Un char Panther allemand rue de Médicis et plusieurs positions de mitrailleuses ralentissent l’offensive. Les combats de rue sont violents tandis que les chars et la Résistance encerclent le Sénat. Progressivement, les forces françaises prennent l’ascendant, forçant les Allemands à se replier à l’intérieur du palais.

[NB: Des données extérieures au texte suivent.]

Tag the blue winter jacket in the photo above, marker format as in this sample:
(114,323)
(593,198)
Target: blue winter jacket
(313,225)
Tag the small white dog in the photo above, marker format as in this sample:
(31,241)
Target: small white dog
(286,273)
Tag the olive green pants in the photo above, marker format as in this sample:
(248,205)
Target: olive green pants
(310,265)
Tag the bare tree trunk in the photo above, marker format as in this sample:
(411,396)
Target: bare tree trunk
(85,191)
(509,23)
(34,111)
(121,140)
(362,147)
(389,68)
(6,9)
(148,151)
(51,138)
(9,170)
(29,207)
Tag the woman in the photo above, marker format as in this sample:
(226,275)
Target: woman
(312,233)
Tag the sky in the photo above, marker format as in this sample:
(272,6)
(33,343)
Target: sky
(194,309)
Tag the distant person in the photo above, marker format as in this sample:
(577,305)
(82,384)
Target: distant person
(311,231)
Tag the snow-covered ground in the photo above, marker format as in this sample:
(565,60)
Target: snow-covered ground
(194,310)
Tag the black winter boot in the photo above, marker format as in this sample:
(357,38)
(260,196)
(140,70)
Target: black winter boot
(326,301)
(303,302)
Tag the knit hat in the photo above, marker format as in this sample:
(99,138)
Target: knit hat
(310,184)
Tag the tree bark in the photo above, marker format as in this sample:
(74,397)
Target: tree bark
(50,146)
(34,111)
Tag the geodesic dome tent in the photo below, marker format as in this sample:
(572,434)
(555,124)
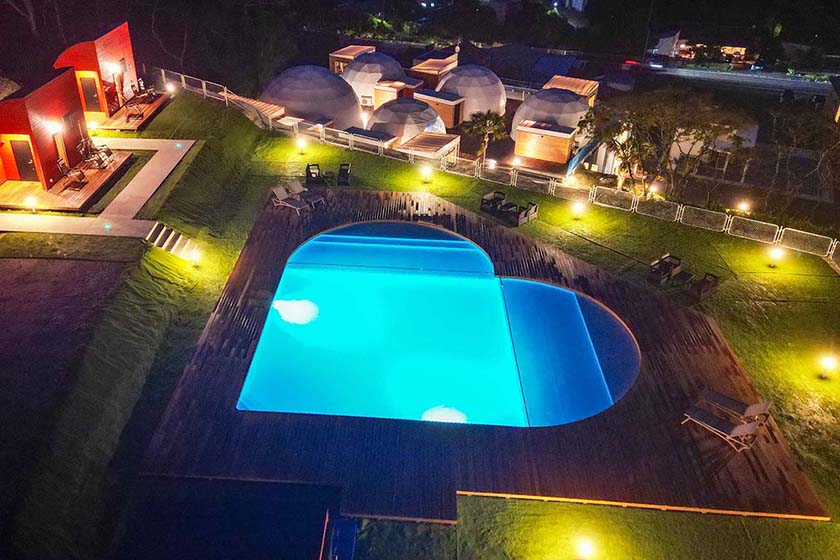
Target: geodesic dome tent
(480,87)
(314,93)
(554,106)
(368,69)
(405,118)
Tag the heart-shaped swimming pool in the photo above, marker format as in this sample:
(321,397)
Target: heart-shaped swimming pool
(408,321)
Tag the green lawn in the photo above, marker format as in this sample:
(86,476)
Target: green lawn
(779,321)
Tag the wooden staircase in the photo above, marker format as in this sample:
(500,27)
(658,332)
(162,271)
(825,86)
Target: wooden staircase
(171,241)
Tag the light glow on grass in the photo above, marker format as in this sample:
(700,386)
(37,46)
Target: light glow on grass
(584,549)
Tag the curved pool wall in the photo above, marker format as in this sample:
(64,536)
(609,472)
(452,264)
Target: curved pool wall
(407,321)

Ce n’est qu’après réception de l’ordre officiel de reddition, transmis par un officier allemand, que le colonel Von Berg capitule, livrant le Sénat sans conditions.59, 60

Le colonel Von Berg arrêté par les gendarmes et la police devant l’entrée du Sénat le 25 août 1944,
crédit photo : Paris Musée, Musée Jean Moulin, PH20216

Il est difficile de dire si les Allemands ont utilisé le réseau de galeries de carrière à ce moment là pour fuir le Palais du Luxembourg ou le lycée Montaigne, mais un certain nombre d’éléments semblent le confirmer.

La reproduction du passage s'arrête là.